Over the past couple of weeks, I've been reflecting over the past few years and trying to find the right words to describe the love I feel for David and the depth of our marriage. We get to watch couples profess their love for each other week after week. With each exchanging of vows and outpouring of love, it always takes me back to the promises David and I made to each other on that beautiful fall day in September.
I had no idea what love really was until I met David. I was never one to believe in love at first sight, but after about our third date I was completely head over heels in love with him. I still remember how taken aback my family was when we first started dating because no one had ever seen me like that before.
One week after our first date, I left to study abroad in Spain for 4 months. I never expected our brand new relationship to last the test of long distance. We hadn't even officially decided what our relationship was at that time. All I knew was that I loved talking to him. He made me feel more comfortable in my own skin than I ever had before.
We talked constantly the entire time I was studying abroad. I'd stay up until about 4:00am (spain time) talking to him every night and count the hours in the morning just waiting for him to wake up. I think that distance was actually such a blessing. We talked constantly about what we wanted out of life, shared our opinions, and supported each other through that challenging time.
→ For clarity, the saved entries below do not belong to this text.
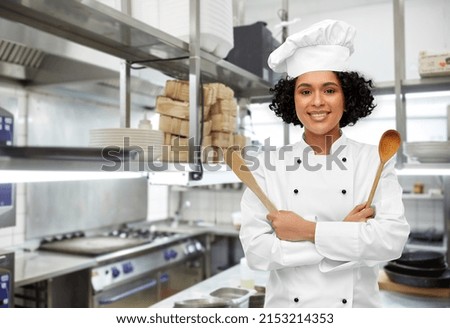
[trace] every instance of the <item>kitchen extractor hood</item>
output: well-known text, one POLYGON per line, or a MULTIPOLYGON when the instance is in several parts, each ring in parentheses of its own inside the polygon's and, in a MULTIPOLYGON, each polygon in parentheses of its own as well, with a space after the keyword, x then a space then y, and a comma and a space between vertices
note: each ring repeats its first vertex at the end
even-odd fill
MULTIPOLYGON (((2 80, 118 104, 119 69, 117 57, 0 18, 2 80)), ((132 72, 132 104, 152 108, 167 79, 161 75, 132 72)))

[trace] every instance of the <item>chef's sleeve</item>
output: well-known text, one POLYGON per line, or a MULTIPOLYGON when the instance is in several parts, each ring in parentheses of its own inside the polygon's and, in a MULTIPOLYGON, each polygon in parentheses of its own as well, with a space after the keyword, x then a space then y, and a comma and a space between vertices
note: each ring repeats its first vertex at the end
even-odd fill
POLYGON ((375 218, 367 222, 319 222, 317 251, 332 261, 375 265, 401 256, 409 235, 402 188, 394 161, 385 168, 374 197, 375 218))
MULTIPOLYGON (((263 170, 261 165, 252 173, 261 189, 267 192, 263 170)), ((324 258, 312 242, 280 240, 266 218, 268 214, 266 208, 250 189, 245 190, 243 194, 241 214, 239 237, 247 263, 252 269, 276 270, 312 265, 324 258)))

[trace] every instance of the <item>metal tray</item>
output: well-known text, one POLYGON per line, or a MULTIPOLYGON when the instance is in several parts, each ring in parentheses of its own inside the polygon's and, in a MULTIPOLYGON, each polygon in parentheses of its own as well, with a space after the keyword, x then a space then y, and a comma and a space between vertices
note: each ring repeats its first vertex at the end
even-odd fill
POLYGON ((209 295, 223 299, 233 306, 237 306, 248 301, 251 293, 249 290, 243 288, 222 287, 211 292, 209 295))
POLYGON ((229 308, 229 302, 220 298, 195 298, 183 301, 177 301, 174 304, 175 308, 229 308))

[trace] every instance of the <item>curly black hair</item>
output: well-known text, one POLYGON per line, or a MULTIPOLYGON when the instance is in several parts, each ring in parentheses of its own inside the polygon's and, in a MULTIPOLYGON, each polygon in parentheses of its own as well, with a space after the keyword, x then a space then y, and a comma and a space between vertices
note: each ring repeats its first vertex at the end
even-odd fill
MULTIPOLYGON (((334 72, 344 92, 344 114, 339 122, 342 128, 354 125, 360 118, 370 115, 375 108, 372 95, 373 82, 366 80, 357 72, 334 72)), ((295 82, 297 78, 280 79, 270 92, 273 94, 269 108, 285 123, 303 127, 297 117, 294 103, 295 82)))

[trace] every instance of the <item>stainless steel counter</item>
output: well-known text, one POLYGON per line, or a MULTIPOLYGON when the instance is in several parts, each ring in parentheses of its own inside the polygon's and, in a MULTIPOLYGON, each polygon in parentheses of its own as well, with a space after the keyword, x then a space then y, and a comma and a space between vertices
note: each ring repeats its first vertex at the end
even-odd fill
POLYGON ((156 225, 157 230, 167 232, 187 233, 193 235, 213 234, 217 236, 239 237, 239 230, 232 224, 212 225, 208 223, 180 222, 176 226, 167 224, 166 222, 156 225))
MULTIPOLYGON (((177 231, 179 232, 179 231, 177 231)), ((37 281, 47 280, 64 274, 95 267, 101 263, 124 258, 133 254, 149 251, 153 248, 162 247, 167 243, 176 242, 187 237, 202 234, 201 231, 192 233, 176 234, 170 238, 161 238, 134 247, 106 253, 98 256, 82 256, 68 253, 58 253, 51 251, 24 251, 15 252, 15 287, 20 287, 37 281)))
MULTIPOLYGON (((256 272, 255 285, 265 286, 268 279, 268 272, 256 272)), ((240 265, 236 265, 223 271, 191 288, 175 294, 165 300, 154 304, 154 308, 171 308, 176 301, 207 297, 209 293, 220 287, 239 287, 240 265)), ((400 294, 390 291, 381 291, 383 307, 386 308, 443 308, 450 307, 448 298, 419 297, 413 295, 400 294)))
MULTIPOLYGON (((257 272, 255 285, 265 286, 269 275, 268 272, 257 272)), ((152 306, 152 308, 172 308, 176 301, 207 297, 209 293, 221 287, 240 287, 240 265, 225 270, 215 276, 206 279, 184 291, 168 297, 152 306)))
POLYGON ((92 257, 45 251, 16 251, 15 287, 47 280, 96 265, 92 257))
MULTIPOLYGON (((158 225, 158 230, 167 232, 176 232, 170 238, 170 241, 194 237, 206 233, 237 236, 238 231, 232 226, 197 226, 180 224, 178 227, 171 227, 165 224, 158 225)), ((72 254, 63 254, 49 251, 24 251, 15 252, 15 286, 20 287, 30 283, 47 280, 64 274, 92 268, 99 263, 111 261, 115 258, 129 256, 133 253, 143 252, 154 247, 159 247, 166 243, 168 239, 162 239, 150 244, 143 244, 136 247, 130 247, 124 250, 100 255, 97 257, 80 256, 72 254)))

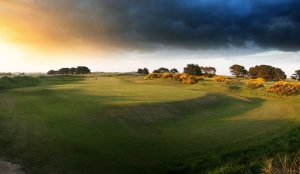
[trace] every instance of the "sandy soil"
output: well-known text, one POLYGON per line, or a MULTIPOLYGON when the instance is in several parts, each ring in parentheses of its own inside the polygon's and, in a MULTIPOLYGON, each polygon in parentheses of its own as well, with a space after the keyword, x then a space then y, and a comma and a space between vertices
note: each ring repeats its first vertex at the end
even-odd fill
POLYGON ((22 166, 0 160, 0 174, 26 174, 22 166))

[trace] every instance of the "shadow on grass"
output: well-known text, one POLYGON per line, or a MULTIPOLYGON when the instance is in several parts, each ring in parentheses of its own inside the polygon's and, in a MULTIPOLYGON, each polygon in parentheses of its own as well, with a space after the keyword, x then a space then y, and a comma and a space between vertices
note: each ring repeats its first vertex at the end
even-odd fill
POLYGON ((228 85, 230 91, 239 91, 241 88, 241 85, 228 85))
POLYGON ((70 84, 86 79, 86 76, 80 75, 55 75, 55 76, 40 76, 41 85, 63 85, 70 84))
POLYGON ((257 145, 232 148, 227 152, 213 151, 191 155, 184 163, 170 167, 166 173, 257 174, 262 173, 268 159, 278 154, 298 153, 299 147, 300 127, 296 126, 257 145))
POLYGON ((260 98, 234 98, 220 93, 209 93, 183 101, 108 106, 106 114, 125 121, 146 123, 188 115, 197 115, 203 119, 216 119, 242 114, 261 106, 263 102, 264 100, 260 98))

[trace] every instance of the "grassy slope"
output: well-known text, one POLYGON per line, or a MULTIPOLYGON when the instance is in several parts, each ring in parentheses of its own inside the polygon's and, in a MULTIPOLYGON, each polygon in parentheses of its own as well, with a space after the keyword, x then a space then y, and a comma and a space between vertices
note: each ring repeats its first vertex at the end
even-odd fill
POLYGON ((0 93, 0 156, 37 174, 163 173, 189 154, 267 141, 300 115, 299 97, 257 97, 211 81, 55 84, 0 93))

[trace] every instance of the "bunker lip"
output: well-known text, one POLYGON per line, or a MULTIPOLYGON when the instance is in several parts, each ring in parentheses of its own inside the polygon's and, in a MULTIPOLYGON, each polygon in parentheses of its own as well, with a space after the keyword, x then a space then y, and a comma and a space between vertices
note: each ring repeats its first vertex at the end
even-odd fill
POLYGON ((23 167, 8 161, 0 160, 0 174, 26 174, 23 167))

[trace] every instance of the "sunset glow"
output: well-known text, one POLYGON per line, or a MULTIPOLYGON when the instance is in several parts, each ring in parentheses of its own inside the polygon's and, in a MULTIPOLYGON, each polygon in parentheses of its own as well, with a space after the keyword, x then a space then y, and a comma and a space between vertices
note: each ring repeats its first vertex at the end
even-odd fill
POLYGON ((61 62, 84 64, 93 71, 153 70, 160 65, 182 69, 193 61, 229 74, 223 65, 235 60, 246 67, 269 62, 290 75, 294 69, 278 62, 288 59, 293 68, 300 66, 299 21, 289 17, 297 14, 298 1, 218 1, 165 2, 172 4, 172 13, 161 1, 153 6, 132 1, 0 1, 0 60, 9 63, 1 63, 0 71, 28 71, 10 67, 19 63, 46 72, 67 64, 61 62), (269 13, 277 6, 285 8, 269 13), (223 14, 226 10, 230 13, 223 14), (232 23, 226 24, 225 18, 232 23), (270 52, 276 53, 272 61, 270 52), (178 63, 168 65, 170 61, 178 63))

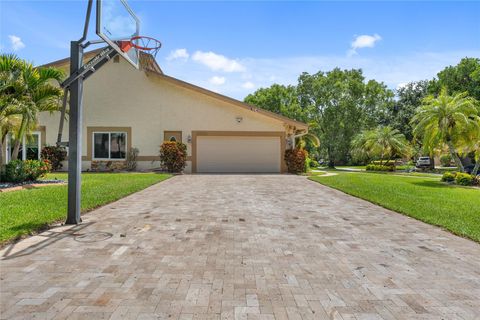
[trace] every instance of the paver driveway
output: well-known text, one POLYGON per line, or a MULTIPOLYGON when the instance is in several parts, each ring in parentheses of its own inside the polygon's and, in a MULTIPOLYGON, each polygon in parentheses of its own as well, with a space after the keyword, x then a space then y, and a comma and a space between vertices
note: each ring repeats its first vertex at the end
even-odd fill
POLYGON ((298 176, 177 176, 1 255, 3 318, 480 319, 478 244, 298 176))

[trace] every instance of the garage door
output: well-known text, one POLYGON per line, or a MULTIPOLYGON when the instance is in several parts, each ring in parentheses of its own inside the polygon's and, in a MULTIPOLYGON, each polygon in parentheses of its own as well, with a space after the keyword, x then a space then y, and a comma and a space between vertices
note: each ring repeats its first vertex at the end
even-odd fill
POLYGON ((279 137, 199 136, 199 173, 279 173, 279 137))

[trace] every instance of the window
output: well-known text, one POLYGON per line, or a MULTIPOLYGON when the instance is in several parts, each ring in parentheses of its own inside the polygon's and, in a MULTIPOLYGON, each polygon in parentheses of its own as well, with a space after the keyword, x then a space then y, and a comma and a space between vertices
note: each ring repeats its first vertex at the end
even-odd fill
MULTIPOLYGON (((15 149, 16 140, 10 135, 7 137, 7 152, 6 162, 12 159, 13 151, 15 149)), ((18 148, 17 159, 19 160, 40 160, 41 152, 41 135, 40 132, 32 132, 28 137, 24 137, 22 143, 18 148)))
POLYGON ((182 131, 163 131, 163 141, 182 142, 182 131))
POLYGON ((125 159, 127 146, 126 132, 94 132, 94 159, 125 159))

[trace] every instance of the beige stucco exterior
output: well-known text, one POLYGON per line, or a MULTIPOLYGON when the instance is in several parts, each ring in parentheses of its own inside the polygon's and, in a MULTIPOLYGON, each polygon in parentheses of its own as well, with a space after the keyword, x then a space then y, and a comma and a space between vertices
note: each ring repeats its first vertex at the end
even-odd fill
MULTIPOLYGON (((140 150, 139 169, 159 167, 157 159, 164 131, 181 131, 190 156, 186 172, 192 167, 192 132, 283 132, 285 140, 307 130, 304 124, 250 108, 165 76, 161 71, 136 70, 122 59, 108 62, 84 83, 83 101, 84 170, 90 168, 91 135, 95 130, 119 128, 119 131, 127 131, 127 147, 140 150)), ((54 145, 59 114, 41 114, 39 123, 45 127, 46 143, 54 145)), ((63 140, 68 140, 68 122, 63 136, 63 140)))

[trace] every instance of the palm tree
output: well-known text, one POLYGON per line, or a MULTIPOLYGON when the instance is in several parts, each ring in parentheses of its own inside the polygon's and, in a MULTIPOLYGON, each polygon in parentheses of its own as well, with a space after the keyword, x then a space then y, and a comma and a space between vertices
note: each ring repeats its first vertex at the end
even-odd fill
POLYGON ((480 111, 474 98, 467 97, 466 92, 450 96, 443 88, 438 97, 424 99, 412 124, 414 136, 421 137, 430 152, 446 145, 458 169, 464 171, 457 147, 480 130, 480 111))
POLYGON ((318 148, 320 147, 320 139, 313 133, 307 133, 296 140, 296 147, 299 149, 305 149, 307 145, 318 148))
MULTIPOLYGON (((12 153, 14 160, 18 156, 23 138, 29 136, 37 126, 39 112, 54 112, 60 109, 59 99, 63 91, 55 82, 60 83, 64 73, 56 68, 35 68, 31 63, 13 55, 0 56, 0 73, 5 79, 10 79, 11 83, 6 87, 9 95, 5 96, 7 103, 2 109, 6 111, 0 116, 0 121, 6 121, 13 115, 21 119, 15 130, 11 130, 15 138, 12 153), (7 112, 8 110, 10 112, 7 112)), ((2 93, 2 100, 3 98, 2 93)), ((2 131, 6 135, 7 130, 2 131)))
POLYGON ((0 170, 3 169, 4 145, 7 134, 20 123, 23 107, 21 94, 22 60, 12 54, 0 55, 0 170))
POLYGON ((352 147, 352 153, 357 157, 379 158, 381 162, 388 162, 395 156, 408 156, 411 151, 405 136, 389 126, 361 132, 353 139, 352 147))
POLYGON ((465 134, 461 141, 460 154, 469 155, 473 154, 475 158, 475 166, 472 170, 472 175, 476 176, 480 170, 480 126, 479 130, 471 130, 468 134, 465 134))

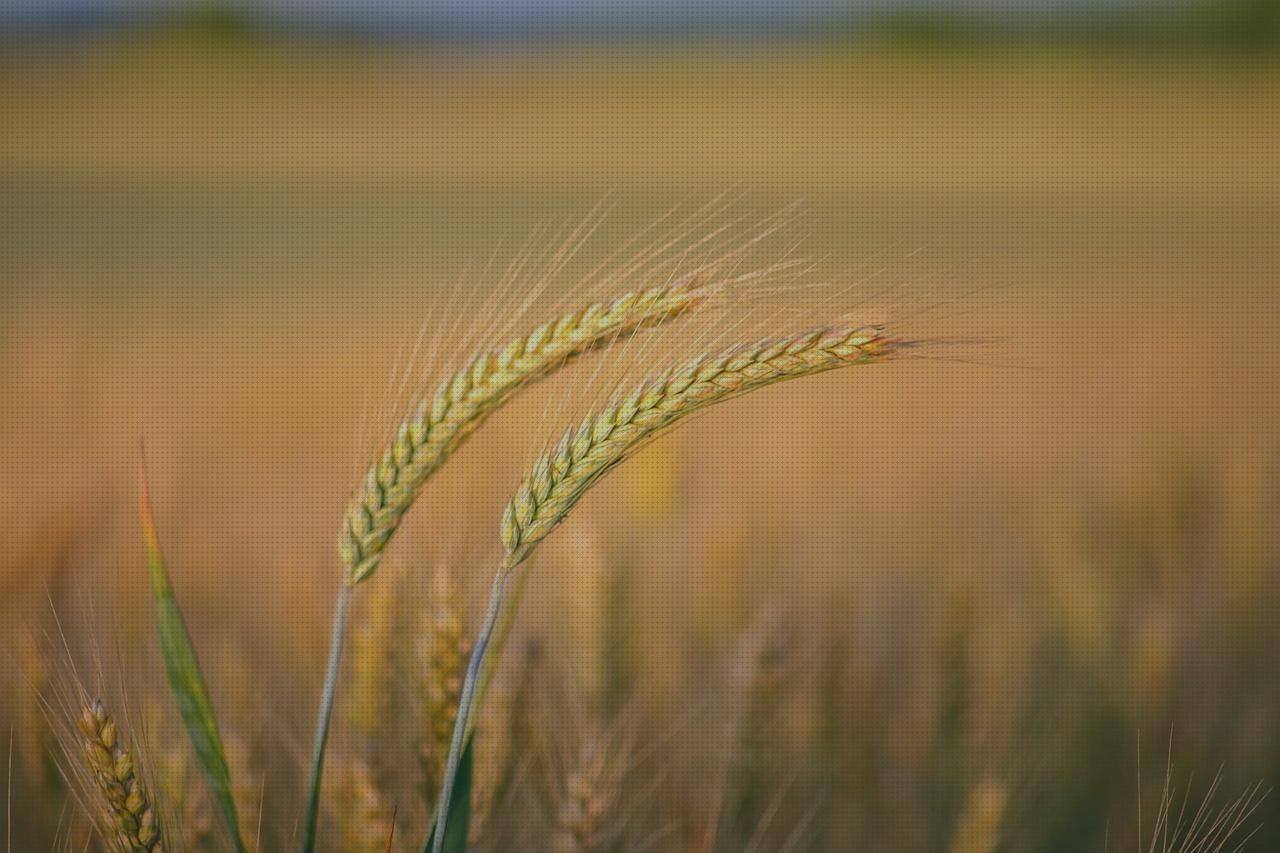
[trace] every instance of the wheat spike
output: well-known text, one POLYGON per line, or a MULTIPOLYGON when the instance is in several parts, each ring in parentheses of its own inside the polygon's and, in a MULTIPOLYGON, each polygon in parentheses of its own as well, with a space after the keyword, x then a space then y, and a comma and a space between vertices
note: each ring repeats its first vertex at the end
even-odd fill
POLYGON ((441 382, 435 395, 400 424, 347 510, 338 544, 347 584, 374 572, 422 484, 515 390, 619 334, 693 308, 705 296, 700 283, 689 279, 628 293, 566 314, 500 350, 476 356, 441 382))
POLYGON ((424 727, 419 745, 423 795, 428 806, 439 796, 440 778, 458 716, 458 699, 471 646, 463 630, 457 583, 447 564, 432 577, 431 606, 423 613, 419 671, 422 678, 424 727))
POLYGON ((365 601, 364 618, 356 625, 351 638, 347 722, 366 747, 377 740, 379 727, 393 701, 390 695, 394 675, 393 651, 400 627, 397 608, 400 598, 396 590, 396 584, 373 590, 373 595, 365 601))
POLYGON ((348 853, 384 853, 395 809, 374 778, 372 768, 359 758, 341 758, 331 775, 329 788, 336 805, 336 849, 348 853))
POLYGON ((992 853, 1000 846, 1007 794, 994 781, 979 782, 969 791, 964 810, 951 837, 951 853, 992 853))
POLYGON ((128 853, 163 853, 155 811, 135 772, 133 756, 120 742, 115 721, 95 700, 85 706, 77 724, 85 759, 106 800, 116 848, 128 853))
POLYGON ((590 853, 613 849, 621 827, 622 760, 606 738, 593 731, 565 774, 556 805, 551 849, 590 853))
POLYGON ((737 346, 641 384, 566 432, 520 484, 502 517, 504 570, 528 559, 601 475, 685 415, 774 382, 884 360, 900 346, 878 328, 819 329, 737 346))

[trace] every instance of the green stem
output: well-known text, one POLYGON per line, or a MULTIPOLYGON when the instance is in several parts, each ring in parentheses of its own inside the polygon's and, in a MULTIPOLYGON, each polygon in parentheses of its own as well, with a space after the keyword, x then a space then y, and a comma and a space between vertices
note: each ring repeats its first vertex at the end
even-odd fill
POLYGON ((324 773, 324 749, 329 741, 329 719, 333 716, 333 700, 338 692, 338 671, 342 665, 342 645, 347 633, 347 610, 351 605, 352 587, 342 584, 333 610, 333 633, 329 638, 329 666, 325 671, 324 690, 320 694, 320 715, 316 718, 315 751, 311 758, 311 793, 303 824, 302 851, 313 853, 316 847, 316 824, 320 818, 320 778, 324 773))

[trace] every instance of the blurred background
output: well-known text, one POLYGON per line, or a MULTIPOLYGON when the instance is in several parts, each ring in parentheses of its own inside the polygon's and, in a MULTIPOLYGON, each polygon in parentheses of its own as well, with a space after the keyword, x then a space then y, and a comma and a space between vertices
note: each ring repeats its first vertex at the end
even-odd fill
MULTIPOLYGON (((743 268, 804 275, 704 339, 887 306, 971 345, 722 407, 593 492, 534 566, 477 846, 1136 850, 1167 796, 1190 822, 1259 786, 1216 825, 1277 849, 1278 60, 1276 0, 0 0, 14 849, 84 849, 77 679, 176 849, 221 849, 150 629, 140 439, 242 811, 284 849, 400 372, 612 253, 670 238, 678 274, 766 233, 743 268)), ((393 806, 416 849, 437 569, 474 632, 502 506, 595 369, 496 417, 371 582, 326 849, 384 849, 359 828, 393 806)))

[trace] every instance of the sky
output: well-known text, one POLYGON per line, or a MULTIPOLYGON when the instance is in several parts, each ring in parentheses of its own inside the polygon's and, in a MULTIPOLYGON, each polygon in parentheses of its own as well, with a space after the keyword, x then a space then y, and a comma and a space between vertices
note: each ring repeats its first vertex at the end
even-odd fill
MULTIPOLYGON (((821 25, 850 12, 933 2, 958 8, 1046 8, 1120 0, 230 0, 285 25, 502 31, 577 26, 821 25)), ((1161 0, 1136 0, 1162 5, 1161 0)), ((1174 2, 1174 0, 1166 0, 1174 2)), ((91 27, 145 19, 182 0, 0 0, 0 25, 91 27)))

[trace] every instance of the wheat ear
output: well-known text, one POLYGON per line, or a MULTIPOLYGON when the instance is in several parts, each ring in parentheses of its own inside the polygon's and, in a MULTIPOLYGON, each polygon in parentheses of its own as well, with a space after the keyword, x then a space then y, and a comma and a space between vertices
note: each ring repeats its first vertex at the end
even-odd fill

Through all of that talking, I think we layed a really solid foundation to build our relationship off of.
I never wanted anything as badly as I wanted to be David's wife, and the day he got down on one knee and proposed to me by our favorite spot at the river, my heart wanted to explode. I was only 22, but I knew without a doubt that what we had would last forever. He was my person. There was no question about it, and words can never describe how happy I was at that moment.
Our wedding day was perfect. Hands down the happiest I think either one of us have ever been in our entire life. We cried, we danced, we drank, and WE GOT MARRIED. I remember walking up the aisle after we'd just been announced husband and wife and saying "Oh my god!!! I can't believe we just did that!"
Over the past two years I've learned alot about what it means to support another person with your whole heart. David makes me a better person. He makes me want to be the best version of myself that I possibly can. He challenges me constantly to push myself and do more than I think I can. He takes care of me when I get sick and feel miserable. He knows how to calm me down when I'm stressed. He is so patient and kind with me...which really is a miracle because I can be a lot to handle. I can only hope that I make him feel as loved as he makes me feel every single day.
He completes me in every aspect of life. He fills in the blanks where I leave off. He is the greatest gift that God has ever given me, and every morning when I wake up I feel so thankful to be blessed with such a wonderful husband and partner.
So, Happy Anniversary David! I love you more than I could ever put into words, but this was I start.